Nomi Health CEO Mark Newman also stressed the importance of the ESI market, noting that “if you’re on an individual plan, you do not have an employer or a broker or a consultant or anybody that’s acting as your advocate when something bad happens.”
Transparency and accountability over spending and claims data is key for Newman – and he warns of difficulty in accessing this data for both the individual and small group insurance markets.
Employers have “a better opportunity” to approach “the real cost of health care because they have tools and data to kind of justify their case,” he told Checkpoint. Meanwhile, those on individual plans are just “price takers.”

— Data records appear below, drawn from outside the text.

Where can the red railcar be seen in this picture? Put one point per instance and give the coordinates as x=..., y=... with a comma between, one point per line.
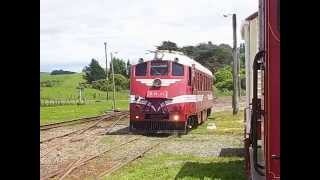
x=262, y=131
x=169, y=92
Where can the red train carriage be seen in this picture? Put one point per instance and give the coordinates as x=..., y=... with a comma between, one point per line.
x=169, y=93
x=261, y=32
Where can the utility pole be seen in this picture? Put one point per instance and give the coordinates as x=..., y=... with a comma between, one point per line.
x=235, y=96
x=114, y=87
x=105, y=51
x=239, y=74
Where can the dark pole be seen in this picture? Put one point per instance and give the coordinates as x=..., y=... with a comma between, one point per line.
x=235, y=96
x=114, y=87
x=105, y=51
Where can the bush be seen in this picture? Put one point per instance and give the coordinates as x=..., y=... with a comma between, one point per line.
x=57, y=72
x=49, y=83
x=121, y=83
x=223, y=79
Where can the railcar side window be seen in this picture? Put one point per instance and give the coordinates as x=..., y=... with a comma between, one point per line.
x=177, y=69
x=141, y=69
x=159, y=68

And Newman’s view is that the vast majority of employers offering benefits advocate for better health insurance options. These employers’ take is, “we want you to do your best work and have your best life while you work here.” And employers don’t want to pass along to employees “the mental load” of trying to figure out their own insurance, Newman added.
Newman takes issue with the argument that the ESI exclusion has led to overly generous insurance, boosting health care demand and driving up prices. He attributes overutilization, instead, largely to high-deductible policies – which he says spur a “manic response” for beneficiaries once a deductible is met. “When you eliminate deductibles or co-pays, or make them minimal, it has a moderating effect on utilization,” he contends.
Newman is also skeptical about whether capping the ESI exclusion will actually be helpful. With a 90th percentile cap, he predicts “the base will just go up, and every plan will become an 89% plan.” He argues, “it’s all fake benchmarking.”
“Until we get to a data-driven, open-accountability market,” said Newman, “we’re not going to address the overall health care costs.”